No, I actually disagree and support Lugh on this one. I can't think of anything mechanical or electrical that gets progressively more efficient the hotter it gets. That might be true at a single point in time on an optimisation curve, like a car engine starting from cold but all materials have resistance and there's optimal efficiency at certain temperatures and temps when they get too hot they eventually fail. The only way they could maintai efficiency as they heat up is through an active cooling process that forces heat transfer from the heat sink back to the environment.i.e. cools the HS down the hotter it gets and maintains it at an optimal operating temp. This is why AC units or fridges (for that matter) are very hot at the compressor when they're hard at work. So, HSs heat up and become less efficient, so something is keeping them cool which in turn, is heating up. This is not an indefinite process. Either the HS or the cooling mechanism will fail with heat.

None of this has anything to do with how a heatsink works. Heatsinks don't "force" the heat into the surrounding environment; the heat flows because of the Second Law of Thermodynamics. The reactor is hotter than the surrounding environment, and by extension the heatsink is hotter than the surrounding environment, and the heat travels to the cool surrounding environment until themodynamics equilibrium is achieved. The hotter the heatsink, the faster it transfers heat into the surrounding environment, as per the previously provided equation.

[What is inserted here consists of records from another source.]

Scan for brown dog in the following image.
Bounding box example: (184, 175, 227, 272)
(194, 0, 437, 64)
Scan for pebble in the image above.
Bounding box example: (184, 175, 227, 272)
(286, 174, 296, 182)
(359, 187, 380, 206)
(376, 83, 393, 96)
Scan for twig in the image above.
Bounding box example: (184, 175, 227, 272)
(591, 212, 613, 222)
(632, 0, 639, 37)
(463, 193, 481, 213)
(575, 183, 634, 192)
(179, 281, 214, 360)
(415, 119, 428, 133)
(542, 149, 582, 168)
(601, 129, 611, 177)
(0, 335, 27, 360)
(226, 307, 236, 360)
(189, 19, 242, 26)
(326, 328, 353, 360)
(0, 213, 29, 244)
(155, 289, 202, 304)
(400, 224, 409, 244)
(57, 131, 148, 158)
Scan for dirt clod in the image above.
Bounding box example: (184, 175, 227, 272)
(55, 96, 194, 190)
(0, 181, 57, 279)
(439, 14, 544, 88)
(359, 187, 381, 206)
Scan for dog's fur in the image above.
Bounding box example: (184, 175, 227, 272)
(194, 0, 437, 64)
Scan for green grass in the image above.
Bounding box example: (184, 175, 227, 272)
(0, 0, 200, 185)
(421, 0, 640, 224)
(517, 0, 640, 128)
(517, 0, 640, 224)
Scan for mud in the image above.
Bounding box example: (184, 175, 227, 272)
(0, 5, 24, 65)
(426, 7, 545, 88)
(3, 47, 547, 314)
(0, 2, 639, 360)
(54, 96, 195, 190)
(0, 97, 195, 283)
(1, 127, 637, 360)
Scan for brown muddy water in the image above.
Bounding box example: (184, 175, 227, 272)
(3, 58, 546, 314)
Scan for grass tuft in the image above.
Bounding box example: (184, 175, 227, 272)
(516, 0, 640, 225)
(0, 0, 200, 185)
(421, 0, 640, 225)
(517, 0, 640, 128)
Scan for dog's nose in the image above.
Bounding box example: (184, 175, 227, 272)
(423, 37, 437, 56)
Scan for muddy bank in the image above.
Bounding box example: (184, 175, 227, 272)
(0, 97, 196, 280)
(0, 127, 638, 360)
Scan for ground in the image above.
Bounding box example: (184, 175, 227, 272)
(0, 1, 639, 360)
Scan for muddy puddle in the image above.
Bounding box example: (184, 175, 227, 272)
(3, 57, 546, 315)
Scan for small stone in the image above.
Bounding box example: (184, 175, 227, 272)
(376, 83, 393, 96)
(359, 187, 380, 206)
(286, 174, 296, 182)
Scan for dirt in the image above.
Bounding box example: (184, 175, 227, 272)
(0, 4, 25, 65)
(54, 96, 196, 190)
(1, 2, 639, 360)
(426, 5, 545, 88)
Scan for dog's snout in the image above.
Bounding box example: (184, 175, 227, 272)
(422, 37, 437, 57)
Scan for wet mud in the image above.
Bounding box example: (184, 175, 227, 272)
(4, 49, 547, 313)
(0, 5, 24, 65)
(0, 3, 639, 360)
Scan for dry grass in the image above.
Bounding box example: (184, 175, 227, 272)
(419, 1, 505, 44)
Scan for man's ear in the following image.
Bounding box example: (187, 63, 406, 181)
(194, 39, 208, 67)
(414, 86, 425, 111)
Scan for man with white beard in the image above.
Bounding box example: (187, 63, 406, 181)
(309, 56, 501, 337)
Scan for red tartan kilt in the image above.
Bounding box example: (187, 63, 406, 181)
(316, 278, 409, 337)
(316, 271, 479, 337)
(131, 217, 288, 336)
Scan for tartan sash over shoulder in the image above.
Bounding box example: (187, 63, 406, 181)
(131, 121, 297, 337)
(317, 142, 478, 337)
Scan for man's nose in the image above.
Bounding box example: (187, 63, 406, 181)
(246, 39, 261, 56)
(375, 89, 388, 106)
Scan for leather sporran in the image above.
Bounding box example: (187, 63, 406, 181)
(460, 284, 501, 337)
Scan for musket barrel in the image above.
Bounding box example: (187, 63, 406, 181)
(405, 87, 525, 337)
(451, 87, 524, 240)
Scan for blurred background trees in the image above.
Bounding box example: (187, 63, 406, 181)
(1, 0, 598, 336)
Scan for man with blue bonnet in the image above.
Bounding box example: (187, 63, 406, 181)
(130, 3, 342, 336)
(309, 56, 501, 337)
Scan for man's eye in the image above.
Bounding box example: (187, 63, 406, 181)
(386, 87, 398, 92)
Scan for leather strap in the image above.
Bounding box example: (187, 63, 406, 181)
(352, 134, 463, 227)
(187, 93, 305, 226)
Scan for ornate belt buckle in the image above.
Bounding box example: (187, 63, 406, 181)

Now, heatpumping mechanisms may exist to do things like cool the cockpit or other components to below ambient temperature, since pilots don't spontaneously die in 50C+ environments, and THOSE might well become less efficient as their components heat up (or they might not, we don't know), but the actual heatsinks and ultimate cooling of the reactor do not, because a heatsink simply dumps heat to the outside environment. Saying they do is a violation of the second law of thermodynamics.

Edited by Catamount, 11 July 2013 - 10:19 PM.